En su encíclica Evangelli Gaudium, en 2013, el papa Francisco propone cuatro principios que orientan la actividad diaria y las decisiones que tomamos. De ellos, «la realidad supera la idea» es uno que permea más en los ámbitos académicos y en las casas de estudio al momento de analizar su misión. El punto de partida, siempre, de cualquier teoría o de cualquier investigación es, entonces, la realidad de la que parte y en la que se encaja. Este análisis de la realidad transita de lo subjetivo, la idea, a lo objetivo, la realidad, y nos descubre que en ella laten infinitas posibilidades que ofrecen espacios de transformación, en los que es necesario y deseable penetrar y cavar hondo.
Así, este principio implica que la formación que impartimos en las universidades e instituciones debe ser una que enseñe, antes que las ideologías, las ideas y, antes de ellas, la realidad.

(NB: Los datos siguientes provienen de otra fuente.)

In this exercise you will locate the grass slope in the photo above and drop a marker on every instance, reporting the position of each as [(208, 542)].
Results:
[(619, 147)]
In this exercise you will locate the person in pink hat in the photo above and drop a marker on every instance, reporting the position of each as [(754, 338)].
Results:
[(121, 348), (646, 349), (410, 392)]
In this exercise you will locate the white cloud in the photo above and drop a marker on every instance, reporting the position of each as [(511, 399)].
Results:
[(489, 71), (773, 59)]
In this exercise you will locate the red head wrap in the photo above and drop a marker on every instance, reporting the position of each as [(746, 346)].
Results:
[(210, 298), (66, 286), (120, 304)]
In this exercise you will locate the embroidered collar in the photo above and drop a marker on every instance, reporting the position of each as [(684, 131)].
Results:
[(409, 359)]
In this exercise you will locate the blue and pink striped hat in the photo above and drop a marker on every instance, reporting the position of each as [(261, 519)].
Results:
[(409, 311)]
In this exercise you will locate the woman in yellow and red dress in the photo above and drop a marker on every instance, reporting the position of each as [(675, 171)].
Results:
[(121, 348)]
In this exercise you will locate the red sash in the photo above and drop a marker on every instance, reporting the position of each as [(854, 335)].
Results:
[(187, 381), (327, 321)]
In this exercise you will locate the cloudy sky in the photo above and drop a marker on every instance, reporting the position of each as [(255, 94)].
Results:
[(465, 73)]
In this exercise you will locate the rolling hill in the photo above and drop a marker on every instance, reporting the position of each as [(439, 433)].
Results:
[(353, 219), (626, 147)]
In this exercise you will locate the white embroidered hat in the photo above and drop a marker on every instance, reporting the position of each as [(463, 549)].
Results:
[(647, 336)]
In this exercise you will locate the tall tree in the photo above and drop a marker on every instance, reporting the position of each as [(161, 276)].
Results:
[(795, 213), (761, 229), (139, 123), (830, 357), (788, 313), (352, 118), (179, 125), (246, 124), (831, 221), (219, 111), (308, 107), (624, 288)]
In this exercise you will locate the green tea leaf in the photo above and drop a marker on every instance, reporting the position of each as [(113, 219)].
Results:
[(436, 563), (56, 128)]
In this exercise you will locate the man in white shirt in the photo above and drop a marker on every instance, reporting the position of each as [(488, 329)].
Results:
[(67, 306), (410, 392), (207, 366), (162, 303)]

Con esto, el Papa quiso expresar lo que, tiempo después, en 2019, plasmó en el Pacto Educativo Global: «La necesidad de invertir los talentos de todos, porque cada cambio requiere un camino educativo que haga madurar una nueva solidaridad universal y una sociedad más acogedora».
Este pacto tiene siete ejes vertebrales: 1) poner a la persona al centro, 2) escuchar a las generaciones jóvenes, 3) promover a la mujer, 4) responsabilizar a la familia, 5) abrirse a la acogida, 6) renovar la economía y la política, y 7) cuidar la Casa Común.
Estos temas fueron parte de la agenda principal del papa Francisco. Él no sólo los adoptó como parte de sus prioridades, sino que nos enseñó a trabajar por ellos y a construirlos día a día.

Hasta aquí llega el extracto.